Brusatol is a quassinoid that is extracted from Brucea javanica. Brusatol reduced Nrf-2 protein level without changing the Keap1 level and sensitized various cells including HeLa, MDA-MB-231, and A549 to chemotherapeutic agents such as carboplatin, 5-fluorouracil, etoposide, and paclitaxel.60 The anticancer effect of brustalol mediated by Nrf2 was confirmed in a xenograft model indicating that brusatol could be used to combat intrinsic resistance.

Ascorbic acid is an antioxidant that can suppress the level of Nrf2. In the imatinib-resistant chronic myelogenous leukemia cell line KCL22/SR, binding of Nrf2 to the ARE of the gamma-glutamylcysteine synthetase gene promoter was much stronger than in the parental imatinib-sensitive cell line KCL22.61 Furthermore, addition of ascorbic acid to KCL22/SR cells resulted in a decrease in Nrf2-DNA binding and partial restoration of imatinib sensitivity to KCL22/SR.61

Luteolin (3′,4′,5,7-tetrahydroxyflavone) is a polyphenolic flavonoid found in high concentrations in celery, green pepper, and parsley. In a study using a cell-based ARE-reporter assay, luteolin was found to be a potent Nrf2 inhibitor.62 In that study, luteolin significantly sensitized A549 cells to the anticancer drugs oxaliplatin, bleomycin, and doxorubicin indicating the potential application of luteolin as a natural sensitizer in chemotherapy.

CONCLUSION

In normal cells, Nrf2 is under tight regulation by Keap1. Constitutively expressed Nrf2 can promote cancer cell proliferation and protect cells against oxidative stress and therapeutic agents.
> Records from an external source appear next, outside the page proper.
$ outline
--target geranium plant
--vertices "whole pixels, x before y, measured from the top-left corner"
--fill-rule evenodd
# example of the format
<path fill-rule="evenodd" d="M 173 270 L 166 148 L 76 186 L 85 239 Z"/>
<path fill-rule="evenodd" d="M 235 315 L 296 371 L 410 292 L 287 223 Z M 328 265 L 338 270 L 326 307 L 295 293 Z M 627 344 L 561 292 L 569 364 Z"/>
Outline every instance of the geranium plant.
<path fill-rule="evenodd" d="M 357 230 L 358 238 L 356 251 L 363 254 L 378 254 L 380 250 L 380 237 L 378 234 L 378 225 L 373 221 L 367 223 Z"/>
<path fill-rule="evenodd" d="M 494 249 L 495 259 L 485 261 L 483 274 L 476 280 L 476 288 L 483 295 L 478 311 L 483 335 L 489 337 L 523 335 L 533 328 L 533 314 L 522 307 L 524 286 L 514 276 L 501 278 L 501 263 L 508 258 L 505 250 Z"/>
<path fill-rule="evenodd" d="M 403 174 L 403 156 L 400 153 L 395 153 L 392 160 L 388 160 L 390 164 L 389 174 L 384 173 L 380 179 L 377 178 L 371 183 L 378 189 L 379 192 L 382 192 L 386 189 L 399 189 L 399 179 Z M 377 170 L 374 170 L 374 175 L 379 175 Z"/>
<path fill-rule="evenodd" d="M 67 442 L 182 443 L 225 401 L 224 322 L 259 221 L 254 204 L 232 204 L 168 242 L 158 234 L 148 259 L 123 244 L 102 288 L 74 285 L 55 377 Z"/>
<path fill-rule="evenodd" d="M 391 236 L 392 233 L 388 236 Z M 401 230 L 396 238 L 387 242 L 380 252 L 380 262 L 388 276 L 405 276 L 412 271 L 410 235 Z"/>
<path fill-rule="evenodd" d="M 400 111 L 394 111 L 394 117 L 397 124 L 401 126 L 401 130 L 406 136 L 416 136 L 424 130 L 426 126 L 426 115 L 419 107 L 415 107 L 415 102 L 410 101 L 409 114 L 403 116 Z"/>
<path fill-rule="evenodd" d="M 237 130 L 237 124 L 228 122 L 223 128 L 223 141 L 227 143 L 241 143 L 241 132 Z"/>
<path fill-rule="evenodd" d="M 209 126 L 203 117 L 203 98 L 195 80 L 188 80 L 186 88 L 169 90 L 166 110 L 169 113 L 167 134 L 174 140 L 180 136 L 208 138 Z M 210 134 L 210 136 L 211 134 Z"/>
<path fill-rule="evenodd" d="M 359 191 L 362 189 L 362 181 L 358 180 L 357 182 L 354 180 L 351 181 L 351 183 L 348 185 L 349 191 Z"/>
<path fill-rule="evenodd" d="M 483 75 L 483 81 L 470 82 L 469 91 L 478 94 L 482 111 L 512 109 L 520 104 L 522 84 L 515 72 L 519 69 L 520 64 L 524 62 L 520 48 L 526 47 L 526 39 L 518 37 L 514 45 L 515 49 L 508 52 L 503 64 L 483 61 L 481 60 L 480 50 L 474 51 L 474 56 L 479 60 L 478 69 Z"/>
It must be kept in mind that chemopreventive agents including various phytochemicals can induce chemoresistance and tumor progression by activating the Keap1-Nrf2 pathway. Evidence indicates that Nrf2-targeting agents can be used to overcome this chemoresistance. However, it will be necessary to understand the molecular regulation of Nrf2 and identifying the individualized status of Nrf2 expression.